Mais do que nunca o futuro nos parece vedado. Parecem-nos vedados os abraços, as avenidas, o ar, o sol, a cidadania. Hoje a cidadania de todos é a solidão entre quatro paredes.
Este é um livro escrito antes do 25 de Abril de 74 por uma mulher nascida uma década depois do 25 de Abril de 74.
Este Cravo é um país escrito, livro-país ávido de liberdade e de salvação como todos nós agora.
A poesia, o teatro, a pintura, o cinema são antídotos milagrosos para o desespero, para a salvação da nossa cidadania.
Voo de amiga pelos maiores céus, Incitação lírica ao crime longínquo ou Uma carta de amor insuportável e Cantigas de amigos amados são textos de uma sensibilidade galopante, confessional, despida de artifício.

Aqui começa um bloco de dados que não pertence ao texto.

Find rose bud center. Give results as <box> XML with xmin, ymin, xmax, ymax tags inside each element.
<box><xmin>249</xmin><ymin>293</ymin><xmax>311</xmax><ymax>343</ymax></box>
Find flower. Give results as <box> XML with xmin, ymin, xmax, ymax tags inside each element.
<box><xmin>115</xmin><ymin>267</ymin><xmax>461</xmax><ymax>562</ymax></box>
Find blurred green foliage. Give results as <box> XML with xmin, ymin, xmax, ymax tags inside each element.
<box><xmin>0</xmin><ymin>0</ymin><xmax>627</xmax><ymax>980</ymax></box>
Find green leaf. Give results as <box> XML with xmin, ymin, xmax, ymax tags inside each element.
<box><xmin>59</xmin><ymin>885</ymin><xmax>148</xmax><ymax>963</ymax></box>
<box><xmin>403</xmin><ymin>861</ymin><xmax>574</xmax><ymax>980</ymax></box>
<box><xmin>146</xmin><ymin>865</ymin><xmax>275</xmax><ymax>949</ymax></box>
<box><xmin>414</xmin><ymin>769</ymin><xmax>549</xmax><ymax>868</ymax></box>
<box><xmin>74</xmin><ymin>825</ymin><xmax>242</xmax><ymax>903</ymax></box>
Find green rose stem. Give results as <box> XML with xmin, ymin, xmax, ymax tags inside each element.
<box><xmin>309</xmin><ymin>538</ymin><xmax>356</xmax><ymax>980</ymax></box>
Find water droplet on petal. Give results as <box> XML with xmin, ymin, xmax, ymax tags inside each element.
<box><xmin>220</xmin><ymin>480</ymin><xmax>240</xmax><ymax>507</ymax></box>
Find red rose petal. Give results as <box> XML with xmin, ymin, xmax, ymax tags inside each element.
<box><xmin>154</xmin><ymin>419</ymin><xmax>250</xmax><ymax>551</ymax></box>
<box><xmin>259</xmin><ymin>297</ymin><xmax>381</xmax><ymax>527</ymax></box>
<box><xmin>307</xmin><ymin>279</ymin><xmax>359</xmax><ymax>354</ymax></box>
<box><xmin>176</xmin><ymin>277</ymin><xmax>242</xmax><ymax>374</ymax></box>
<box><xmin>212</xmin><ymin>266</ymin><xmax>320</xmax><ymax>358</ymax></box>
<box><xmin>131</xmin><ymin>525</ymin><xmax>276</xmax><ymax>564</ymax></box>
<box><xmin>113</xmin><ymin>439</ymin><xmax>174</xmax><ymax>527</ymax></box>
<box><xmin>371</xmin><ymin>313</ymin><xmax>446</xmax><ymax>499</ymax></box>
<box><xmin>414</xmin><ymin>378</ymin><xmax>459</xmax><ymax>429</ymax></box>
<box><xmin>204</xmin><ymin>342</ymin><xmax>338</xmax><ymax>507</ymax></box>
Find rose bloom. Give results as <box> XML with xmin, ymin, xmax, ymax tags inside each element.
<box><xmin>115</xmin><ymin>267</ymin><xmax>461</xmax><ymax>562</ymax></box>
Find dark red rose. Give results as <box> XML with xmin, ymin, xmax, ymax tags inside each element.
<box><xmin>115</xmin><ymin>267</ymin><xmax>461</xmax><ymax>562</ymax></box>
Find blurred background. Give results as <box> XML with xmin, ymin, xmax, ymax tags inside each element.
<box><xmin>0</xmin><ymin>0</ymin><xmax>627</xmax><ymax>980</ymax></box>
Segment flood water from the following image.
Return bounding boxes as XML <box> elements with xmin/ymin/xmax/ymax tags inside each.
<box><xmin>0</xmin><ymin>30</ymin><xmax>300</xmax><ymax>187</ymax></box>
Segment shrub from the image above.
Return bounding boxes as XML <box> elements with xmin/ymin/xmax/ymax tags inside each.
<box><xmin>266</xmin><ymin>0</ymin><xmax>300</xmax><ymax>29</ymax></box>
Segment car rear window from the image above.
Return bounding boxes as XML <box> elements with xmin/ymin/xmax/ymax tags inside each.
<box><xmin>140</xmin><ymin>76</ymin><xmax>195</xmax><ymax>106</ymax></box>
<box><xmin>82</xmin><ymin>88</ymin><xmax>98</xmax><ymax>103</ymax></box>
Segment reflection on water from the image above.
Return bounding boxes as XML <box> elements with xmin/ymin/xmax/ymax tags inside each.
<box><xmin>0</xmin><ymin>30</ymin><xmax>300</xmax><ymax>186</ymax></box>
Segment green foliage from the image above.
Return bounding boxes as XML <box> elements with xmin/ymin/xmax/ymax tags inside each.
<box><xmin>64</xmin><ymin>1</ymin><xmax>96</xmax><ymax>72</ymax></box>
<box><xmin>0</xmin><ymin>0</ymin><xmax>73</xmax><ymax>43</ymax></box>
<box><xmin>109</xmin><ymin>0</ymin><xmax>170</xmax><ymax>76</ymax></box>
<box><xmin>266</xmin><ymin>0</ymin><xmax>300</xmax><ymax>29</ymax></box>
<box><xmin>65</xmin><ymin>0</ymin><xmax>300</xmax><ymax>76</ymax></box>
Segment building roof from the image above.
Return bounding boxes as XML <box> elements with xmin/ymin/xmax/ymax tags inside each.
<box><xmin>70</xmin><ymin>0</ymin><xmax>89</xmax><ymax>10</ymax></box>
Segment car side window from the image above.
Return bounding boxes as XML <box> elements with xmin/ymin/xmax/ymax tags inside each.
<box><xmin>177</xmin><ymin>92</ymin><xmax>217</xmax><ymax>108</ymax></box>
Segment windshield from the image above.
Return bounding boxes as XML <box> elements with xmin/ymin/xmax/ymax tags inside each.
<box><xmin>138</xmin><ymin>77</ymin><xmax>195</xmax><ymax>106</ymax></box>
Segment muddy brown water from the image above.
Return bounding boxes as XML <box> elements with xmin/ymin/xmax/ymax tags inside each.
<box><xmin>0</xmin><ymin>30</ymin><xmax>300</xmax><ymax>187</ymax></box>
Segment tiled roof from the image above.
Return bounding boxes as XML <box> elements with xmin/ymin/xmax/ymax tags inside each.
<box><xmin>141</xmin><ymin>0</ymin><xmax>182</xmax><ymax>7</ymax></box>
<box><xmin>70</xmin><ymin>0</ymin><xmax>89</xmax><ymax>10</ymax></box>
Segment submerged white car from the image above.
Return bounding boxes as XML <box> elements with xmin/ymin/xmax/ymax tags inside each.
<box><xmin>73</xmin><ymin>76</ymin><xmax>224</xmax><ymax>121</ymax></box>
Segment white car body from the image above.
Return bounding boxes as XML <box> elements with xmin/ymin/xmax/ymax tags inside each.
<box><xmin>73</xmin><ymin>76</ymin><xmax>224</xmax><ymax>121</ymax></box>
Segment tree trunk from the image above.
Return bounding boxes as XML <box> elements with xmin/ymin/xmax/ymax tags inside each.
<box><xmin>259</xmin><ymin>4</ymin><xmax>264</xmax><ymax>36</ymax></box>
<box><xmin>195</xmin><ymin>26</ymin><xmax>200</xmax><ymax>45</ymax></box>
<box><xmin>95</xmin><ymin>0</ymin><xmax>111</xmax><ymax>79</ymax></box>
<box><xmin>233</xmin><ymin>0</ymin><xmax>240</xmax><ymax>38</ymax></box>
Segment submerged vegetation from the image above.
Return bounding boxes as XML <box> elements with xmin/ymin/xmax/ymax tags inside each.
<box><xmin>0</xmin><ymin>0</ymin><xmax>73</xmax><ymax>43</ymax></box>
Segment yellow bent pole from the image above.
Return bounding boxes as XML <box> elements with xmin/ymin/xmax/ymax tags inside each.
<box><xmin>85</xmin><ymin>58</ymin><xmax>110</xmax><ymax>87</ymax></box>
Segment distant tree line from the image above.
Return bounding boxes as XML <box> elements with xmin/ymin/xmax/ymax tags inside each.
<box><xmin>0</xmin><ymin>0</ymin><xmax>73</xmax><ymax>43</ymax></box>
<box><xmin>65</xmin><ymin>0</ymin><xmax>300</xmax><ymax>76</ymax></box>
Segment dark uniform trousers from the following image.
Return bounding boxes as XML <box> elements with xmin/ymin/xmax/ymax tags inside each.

Nas cantigas de amigos amados lemos declarações de amizade tão genuínas dedicadas a amigos que nós leitores desconhecemos (talvez com a exceção de Sophia), mas que os fazemos nossos à luz da sua ternura.
A João escreve «Meu chapéu, corredor. Não é que tenhamos conversado muito, são só vinte anos quase.» (p.150) Ou a Isabel «Menina flores, que fez da sua casinha de cristal deitada nos estames de uma violeta? Pensaria acaso que outra cintura viria ondular sobre o tripé e vir falar em nome de seu agudo nome.» (p.149) Ou a Graça «Amiga, afastas-te para o grande país dos calados, ou afias a voz e antenas nessa opacidade, para que alguma coisa morra que não tu?» (p.148)
Neste tempo cinzento os dias poderão parecer todos iguais, mas os amigos são todos diferentes. Escrever a um amigo é desenhar a amizade, cravá-la, bruni-la.
Em vez de acumularmos ansiedades, noites sem dormir, mil agonias, tentemos somar poemas, fábulas, histórias, cravos de todas as cores como este, capazes de nos erguer do escuro.
Não é só o grito, a revolução, a força, a luta que se impõe neste livro, mas sim a liberdade. A liberdade é o desejo maior de qualquer leitor, esse soldado invisível da paz sedento de futuro em tempos de guerra.
O corona não sabe mesmo no que se mete quando brinca com as palavras ardorosamente.